Query: MCMCTree Running Issues: Multithreading Support and Interrupted Run Recovery

61 views
Skip to first unread message

guo

unread,
Jun 13, 2024, 5:13:52 AMJun 13
to PAML discussion group

Hello!

I am currently using MCMCTree for Bayesian evolutionary analysis and have encountered two issues. I hope to get some advice and solutions from the community.

1. Multithreading Support and Speed Optimization

Does MCMCTree support multithreading? If not, are there any other methods to significantly speed up the runtime? Currently, I am using it in single-thread mode, but the analysis is quite slow due to the large dataset. Any optimization tips or alternative solutions would be greatly appreciated.

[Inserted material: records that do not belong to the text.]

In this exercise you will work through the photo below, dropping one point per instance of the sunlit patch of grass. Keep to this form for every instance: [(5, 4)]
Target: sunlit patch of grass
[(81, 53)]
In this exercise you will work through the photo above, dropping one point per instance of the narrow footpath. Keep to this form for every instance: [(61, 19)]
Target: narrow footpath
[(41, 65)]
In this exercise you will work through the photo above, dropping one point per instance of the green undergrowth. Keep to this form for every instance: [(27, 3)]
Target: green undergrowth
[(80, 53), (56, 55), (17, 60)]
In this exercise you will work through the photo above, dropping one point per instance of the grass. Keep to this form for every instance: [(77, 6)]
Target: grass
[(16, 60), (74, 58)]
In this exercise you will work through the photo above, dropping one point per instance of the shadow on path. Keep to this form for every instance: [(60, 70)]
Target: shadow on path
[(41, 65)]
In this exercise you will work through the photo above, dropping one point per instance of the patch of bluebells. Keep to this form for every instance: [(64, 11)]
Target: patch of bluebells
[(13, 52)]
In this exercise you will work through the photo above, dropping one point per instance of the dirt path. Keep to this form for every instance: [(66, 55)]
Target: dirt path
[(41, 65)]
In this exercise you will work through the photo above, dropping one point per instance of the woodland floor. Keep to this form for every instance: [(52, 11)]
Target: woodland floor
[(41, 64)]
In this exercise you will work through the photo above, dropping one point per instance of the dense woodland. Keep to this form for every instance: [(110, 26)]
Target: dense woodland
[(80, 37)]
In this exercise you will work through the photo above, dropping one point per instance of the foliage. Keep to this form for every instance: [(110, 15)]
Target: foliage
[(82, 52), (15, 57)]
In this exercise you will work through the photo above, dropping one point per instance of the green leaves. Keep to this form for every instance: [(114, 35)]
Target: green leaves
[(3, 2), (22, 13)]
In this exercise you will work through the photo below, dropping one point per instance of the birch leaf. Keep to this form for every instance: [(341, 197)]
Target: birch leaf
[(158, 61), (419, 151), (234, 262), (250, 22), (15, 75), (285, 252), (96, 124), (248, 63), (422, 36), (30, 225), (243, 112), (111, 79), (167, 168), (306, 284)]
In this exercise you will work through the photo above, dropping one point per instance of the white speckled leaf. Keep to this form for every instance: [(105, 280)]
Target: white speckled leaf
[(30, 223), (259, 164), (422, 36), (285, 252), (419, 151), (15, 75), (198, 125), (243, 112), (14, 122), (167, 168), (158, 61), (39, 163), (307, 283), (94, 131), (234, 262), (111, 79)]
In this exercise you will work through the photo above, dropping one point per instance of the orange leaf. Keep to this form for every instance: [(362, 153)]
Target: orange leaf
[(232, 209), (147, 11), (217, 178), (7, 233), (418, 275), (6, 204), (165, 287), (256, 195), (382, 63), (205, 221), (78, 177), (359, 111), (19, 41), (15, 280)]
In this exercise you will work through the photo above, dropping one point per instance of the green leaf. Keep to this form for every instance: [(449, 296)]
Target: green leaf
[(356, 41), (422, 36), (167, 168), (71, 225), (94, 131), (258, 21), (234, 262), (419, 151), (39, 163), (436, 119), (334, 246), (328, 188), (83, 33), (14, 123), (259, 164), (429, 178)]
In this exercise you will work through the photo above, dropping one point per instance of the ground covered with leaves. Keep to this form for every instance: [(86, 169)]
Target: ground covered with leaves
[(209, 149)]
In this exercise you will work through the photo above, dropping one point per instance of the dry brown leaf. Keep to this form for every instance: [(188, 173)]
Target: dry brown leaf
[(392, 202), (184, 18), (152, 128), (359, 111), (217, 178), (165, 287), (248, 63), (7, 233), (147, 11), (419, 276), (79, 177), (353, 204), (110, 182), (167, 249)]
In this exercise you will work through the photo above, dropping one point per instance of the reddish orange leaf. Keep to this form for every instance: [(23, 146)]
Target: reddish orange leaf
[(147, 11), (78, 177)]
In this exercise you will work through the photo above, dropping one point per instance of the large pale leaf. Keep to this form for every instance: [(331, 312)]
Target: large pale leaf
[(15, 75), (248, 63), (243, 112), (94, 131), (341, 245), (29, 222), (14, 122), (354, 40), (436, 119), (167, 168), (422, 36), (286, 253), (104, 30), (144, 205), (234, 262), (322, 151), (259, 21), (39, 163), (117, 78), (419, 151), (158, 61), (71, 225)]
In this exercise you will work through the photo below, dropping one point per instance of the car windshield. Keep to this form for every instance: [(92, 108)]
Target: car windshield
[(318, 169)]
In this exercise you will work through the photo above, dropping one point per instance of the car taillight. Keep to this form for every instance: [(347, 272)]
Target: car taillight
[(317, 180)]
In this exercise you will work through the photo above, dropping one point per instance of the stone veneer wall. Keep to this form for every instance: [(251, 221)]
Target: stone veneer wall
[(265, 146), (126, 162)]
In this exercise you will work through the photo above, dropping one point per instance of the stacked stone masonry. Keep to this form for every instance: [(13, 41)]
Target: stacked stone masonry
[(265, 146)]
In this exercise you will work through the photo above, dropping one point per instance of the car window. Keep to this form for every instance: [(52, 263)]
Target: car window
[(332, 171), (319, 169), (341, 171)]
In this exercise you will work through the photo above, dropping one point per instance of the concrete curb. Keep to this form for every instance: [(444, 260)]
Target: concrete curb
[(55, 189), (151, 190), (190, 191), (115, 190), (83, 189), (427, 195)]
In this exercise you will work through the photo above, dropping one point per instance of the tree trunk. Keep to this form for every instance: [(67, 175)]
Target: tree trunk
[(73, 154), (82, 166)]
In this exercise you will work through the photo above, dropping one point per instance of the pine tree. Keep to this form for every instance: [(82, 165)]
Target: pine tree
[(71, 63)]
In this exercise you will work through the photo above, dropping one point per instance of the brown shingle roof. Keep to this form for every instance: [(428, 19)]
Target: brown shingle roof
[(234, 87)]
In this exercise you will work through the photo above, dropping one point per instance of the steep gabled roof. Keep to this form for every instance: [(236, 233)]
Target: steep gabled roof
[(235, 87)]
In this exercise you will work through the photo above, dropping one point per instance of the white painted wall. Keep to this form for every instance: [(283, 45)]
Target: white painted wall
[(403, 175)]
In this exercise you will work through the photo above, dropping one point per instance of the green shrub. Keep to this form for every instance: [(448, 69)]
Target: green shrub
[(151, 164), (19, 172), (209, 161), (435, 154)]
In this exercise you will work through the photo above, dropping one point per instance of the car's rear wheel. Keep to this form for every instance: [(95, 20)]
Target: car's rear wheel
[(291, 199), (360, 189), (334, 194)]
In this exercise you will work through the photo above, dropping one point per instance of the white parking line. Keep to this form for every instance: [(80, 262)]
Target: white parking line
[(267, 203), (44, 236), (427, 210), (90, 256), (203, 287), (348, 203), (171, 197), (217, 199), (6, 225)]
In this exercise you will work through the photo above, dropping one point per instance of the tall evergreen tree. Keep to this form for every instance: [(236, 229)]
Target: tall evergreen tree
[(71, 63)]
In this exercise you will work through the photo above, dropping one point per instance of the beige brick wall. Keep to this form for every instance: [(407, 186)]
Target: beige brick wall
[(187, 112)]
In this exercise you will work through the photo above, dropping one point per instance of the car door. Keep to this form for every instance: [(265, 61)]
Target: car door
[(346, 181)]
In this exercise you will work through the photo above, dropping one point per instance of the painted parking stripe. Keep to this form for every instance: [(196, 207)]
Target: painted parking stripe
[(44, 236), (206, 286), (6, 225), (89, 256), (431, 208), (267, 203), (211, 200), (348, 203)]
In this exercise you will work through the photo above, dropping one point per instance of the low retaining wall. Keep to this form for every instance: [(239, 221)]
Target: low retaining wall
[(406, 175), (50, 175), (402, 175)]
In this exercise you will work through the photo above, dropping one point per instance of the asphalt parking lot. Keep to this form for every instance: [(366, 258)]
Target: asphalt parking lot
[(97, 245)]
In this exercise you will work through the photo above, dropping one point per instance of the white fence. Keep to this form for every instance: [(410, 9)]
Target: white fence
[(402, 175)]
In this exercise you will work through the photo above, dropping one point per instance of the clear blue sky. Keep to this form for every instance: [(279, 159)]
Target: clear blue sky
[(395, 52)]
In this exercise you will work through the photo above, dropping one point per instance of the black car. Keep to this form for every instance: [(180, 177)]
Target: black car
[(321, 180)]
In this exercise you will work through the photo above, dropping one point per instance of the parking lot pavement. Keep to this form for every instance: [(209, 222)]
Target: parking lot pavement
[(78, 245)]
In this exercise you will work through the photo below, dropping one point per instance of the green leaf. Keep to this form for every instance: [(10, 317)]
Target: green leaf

2.Interrupted Run Recovery

After running MCMCTree for a month and a half, there was a power outage, and the program was forcibly stopped. Is there a way to resume the run from where it was interrupted, or do I have to start over from the beginning? If it's possible to resume, could you please provide detailed steps or commands on how to do this?
Thank you all for your time and assistance!

Li Guo

Ziheng

unread,
Jun 13, 2024, 5:58:21 AMJun 13
to PAML discussion group
1. there is no multithreaded version of paml.  this is work in progress and we have nothing to offer at this stage.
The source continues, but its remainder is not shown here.